叶蝉共生菌介导水稻矮缩病毒经卵传播的机制

The molecular mechanisms of transovarial transmission of plant viruses in their insect vectors are the hot and difficult spot of study. Rice dwarf virus (RDV) is transmitted by the green rice leafhopper Nephotettix cincticeps in a persistent-propagative manner and is transovarially transmitted. Our previous studies find that Rice dwarf virus (RDV) first enters the epithelial plug at the posterior end of the insect female’s ovariole, then invades the oocyte. Furthermore, the RDV particles are found on the membrane surface of two kinds of primary bacterial symbionts (Sulcia and Nasuia) in the ovariole.
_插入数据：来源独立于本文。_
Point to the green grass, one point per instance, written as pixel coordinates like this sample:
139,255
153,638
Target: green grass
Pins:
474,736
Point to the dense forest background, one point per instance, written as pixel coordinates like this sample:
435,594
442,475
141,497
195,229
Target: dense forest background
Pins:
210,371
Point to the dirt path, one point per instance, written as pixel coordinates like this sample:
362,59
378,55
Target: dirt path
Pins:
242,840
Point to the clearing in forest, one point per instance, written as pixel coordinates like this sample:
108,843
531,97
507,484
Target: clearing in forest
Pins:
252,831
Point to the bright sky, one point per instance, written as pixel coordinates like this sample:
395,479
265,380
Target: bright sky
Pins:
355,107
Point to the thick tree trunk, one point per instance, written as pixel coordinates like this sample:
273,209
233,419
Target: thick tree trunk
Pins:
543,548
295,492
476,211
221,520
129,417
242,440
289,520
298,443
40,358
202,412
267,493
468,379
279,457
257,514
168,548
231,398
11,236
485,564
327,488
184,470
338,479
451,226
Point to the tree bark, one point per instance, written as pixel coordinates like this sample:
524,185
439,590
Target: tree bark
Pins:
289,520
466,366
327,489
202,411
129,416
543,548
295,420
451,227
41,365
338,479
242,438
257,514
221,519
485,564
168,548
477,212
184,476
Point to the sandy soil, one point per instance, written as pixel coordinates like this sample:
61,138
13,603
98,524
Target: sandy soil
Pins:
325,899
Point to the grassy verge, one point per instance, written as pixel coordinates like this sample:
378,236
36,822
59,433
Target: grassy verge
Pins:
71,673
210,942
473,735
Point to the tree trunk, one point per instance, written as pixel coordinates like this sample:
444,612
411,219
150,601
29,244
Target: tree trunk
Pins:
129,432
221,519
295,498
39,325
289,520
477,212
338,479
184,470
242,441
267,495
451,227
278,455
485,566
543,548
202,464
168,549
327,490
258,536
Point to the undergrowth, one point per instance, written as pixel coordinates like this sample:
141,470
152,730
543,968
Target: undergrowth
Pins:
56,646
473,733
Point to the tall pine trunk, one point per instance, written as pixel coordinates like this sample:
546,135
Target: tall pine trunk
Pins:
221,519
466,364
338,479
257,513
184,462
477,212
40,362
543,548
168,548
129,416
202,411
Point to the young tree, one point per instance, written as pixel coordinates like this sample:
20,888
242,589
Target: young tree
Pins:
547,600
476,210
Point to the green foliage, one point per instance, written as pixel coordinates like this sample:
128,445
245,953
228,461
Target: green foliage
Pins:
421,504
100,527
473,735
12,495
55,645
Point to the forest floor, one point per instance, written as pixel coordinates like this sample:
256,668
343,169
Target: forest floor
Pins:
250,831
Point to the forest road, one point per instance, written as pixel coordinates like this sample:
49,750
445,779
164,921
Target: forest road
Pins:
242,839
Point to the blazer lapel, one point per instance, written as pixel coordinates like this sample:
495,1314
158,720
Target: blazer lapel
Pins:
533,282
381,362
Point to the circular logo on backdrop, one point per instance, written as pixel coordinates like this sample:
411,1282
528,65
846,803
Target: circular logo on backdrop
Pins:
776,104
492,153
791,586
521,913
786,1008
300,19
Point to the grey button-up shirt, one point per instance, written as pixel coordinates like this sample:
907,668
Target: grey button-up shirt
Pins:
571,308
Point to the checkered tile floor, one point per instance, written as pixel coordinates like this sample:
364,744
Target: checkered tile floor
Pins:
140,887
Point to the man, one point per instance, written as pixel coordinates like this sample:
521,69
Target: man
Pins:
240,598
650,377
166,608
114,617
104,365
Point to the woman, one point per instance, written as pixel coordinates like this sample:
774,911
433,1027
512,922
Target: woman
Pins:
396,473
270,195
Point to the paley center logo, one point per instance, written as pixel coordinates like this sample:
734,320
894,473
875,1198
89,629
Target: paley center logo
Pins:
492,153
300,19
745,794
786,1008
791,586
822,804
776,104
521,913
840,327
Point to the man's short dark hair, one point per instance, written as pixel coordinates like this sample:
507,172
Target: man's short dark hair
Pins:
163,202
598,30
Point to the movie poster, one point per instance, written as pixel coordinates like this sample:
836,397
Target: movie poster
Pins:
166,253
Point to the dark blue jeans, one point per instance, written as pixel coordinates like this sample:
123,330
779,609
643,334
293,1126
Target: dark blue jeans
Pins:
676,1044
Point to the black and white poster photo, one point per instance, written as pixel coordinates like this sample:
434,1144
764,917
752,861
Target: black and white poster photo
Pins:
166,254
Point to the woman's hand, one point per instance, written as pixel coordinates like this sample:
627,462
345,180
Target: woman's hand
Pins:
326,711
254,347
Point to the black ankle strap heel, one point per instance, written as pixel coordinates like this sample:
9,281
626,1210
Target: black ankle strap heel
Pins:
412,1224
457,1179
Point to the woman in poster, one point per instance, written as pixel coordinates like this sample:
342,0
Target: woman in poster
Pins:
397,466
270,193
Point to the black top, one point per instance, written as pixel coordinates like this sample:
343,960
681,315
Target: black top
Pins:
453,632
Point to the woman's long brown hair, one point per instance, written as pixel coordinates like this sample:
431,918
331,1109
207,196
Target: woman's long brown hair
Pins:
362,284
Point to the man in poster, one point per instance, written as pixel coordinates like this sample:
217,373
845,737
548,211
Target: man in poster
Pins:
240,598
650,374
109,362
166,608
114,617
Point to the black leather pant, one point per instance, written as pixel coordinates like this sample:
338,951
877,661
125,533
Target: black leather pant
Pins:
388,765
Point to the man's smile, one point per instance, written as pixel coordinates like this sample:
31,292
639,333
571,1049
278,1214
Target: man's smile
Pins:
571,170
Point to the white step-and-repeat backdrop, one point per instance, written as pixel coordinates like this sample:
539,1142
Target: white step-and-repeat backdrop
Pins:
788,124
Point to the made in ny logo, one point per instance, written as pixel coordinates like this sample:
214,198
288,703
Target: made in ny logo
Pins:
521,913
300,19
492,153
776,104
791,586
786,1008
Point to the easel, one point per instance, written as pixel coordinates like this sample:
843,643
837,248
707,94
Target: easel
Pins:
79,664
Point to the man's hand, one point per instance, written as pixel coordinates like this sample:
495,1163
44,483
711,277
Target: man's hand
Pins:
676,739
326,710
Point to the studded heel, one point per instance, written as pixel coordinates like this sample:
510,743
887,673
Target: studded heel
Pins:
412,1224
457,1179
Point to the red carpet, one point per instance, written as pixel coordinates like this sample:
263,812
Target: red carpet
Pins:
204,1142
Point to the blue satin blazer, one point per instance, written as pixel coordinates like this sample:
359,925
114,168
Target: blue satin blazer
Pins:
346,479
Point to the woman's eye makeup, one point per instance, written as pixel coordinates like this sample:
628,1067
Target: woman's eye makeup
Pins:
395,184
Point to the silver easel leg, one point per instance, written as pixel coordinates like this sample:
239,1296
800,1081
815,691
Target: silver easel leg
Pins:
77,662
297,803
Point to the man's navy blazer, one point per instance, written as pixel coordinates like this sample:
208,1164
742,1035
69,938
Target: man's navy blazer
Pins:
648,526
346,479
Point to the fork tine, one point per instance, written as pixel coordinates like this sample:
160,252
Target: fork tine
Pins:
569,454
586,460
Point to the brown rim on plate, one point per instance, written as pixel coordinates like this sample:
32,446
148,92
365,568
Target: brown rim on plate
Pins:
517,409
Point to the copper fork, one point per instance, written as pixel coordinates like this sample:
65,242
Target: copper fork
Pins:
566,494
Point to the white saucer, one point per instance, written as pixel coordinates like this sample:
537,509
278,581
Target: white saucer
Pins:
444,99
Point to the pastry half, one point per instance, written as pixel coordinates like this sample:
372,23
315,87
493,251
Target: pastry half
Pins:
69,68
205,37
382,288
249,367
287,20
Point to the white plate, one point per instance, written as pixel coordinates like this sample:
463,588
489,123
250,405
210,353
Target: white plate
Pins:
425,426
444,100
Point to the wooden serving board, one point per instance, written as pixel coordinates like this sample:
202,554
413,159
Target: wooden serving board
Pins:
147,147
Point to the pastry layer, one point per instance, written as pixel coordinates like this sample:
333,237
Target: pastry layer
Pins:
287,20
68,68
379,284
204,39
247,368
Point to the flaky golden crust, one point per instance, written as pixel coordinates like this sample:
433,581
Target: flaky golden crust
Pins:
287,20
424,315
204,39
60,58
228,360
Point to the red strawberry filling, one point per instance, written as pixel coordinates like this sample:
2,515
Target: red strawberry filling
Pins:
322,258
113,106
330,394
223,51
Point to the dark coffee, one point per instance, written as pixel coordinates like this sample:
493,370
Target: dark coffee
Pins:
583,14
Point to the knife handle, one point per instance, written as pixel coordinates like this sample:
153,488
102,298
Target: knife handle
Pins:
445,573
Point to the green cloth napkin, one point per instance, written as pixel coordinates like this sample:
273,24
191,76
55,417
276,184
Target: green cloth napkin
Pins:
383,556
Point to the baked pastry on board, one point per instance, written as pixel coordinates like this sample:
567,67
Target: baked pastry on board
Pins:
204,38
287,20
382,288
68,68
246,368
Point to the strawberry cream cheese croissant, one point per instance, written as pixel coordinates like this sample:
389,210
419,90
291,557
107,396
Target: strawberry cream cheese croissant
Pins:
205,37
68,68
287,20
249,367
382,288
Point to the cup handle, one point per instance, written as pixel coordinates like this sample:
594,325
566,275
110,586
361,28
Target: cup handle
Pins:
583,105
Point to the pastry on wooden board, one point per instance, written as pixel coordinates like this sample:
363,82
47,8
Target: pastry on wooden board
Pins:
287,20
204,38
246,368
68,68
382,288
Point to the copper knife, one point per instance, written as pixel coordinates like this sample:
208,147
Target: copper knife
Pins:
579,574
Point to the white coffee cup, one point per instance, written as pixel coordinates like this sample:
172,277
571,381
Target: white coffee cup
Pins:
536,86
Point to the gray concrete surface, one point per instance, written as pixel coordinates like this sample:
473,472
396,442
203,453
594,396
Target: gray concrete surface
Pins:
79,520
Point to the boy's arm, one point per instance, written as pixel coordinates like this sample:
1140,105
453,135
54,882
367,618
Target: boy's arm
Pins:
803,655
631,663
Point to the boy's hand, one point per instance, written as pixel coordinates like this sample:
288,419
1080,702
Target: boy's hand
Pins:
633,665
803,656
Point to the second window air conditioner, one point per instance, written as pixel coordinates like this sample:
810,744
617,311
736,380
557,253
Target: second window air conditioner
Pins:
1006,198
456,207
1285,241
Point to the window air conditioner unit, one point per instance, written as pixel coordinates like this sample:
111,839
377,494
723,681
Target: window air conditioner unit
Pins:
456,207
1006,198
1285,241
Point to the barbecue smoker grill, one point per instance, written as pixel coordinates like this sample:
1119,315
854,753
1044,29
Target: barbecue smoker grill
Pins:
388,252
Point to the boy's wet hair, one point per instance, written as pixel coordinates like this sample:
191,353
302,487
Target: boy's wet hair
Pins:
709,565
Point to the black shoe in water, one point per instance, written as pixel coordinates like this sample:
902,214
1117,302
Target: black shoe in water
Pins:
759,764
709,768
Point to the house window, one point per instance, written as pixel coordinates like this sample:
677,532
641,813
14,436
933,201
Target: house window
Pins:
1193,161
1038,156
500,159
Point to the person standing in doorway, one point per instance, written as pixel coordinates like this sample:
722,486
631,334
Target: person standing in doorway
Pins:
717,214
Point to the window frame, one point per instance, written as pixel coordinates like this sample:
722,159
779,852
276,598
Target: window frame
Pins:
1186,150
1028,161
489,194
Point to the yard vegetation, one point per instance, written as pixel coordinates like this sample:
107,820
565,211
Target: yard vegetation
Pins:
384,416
Thus, RDV may directly exploit the ancient entering oocyte pathway of symbionts in leafhoppers, allowing the virus to easily overcome the transovarial transmission barrier. In this project, we will use the methods including cell biology, protein interaction, antibody neutralization and inhibition of symbionts growth by the treatment of antibiotics or lysozyme, to investigate the transovarial transmission route of RDV in leafhopper, to identify the outer membrane proteins of bacterial symbionts (Sulcia and Nasuia) which could directly interact with the outer capsid proteins of RDV (P2 or P8) , and to elucidate the molecular mechanisms underling the symbiont-mediated transovarial transmission of RDV in leafhoppers. We also will study the relationships among the insect, symbionts and virus during the transovarial transmission of RDV. The results will reveal a new mechanism of transovarial transmission of a virus in its insect vector, and will provide the theoretical basis for explaining how the insect-transmitted viral diseases become serious under natural conditions, and for designing how to efficiently and persistently control them by the use of insect symbionts.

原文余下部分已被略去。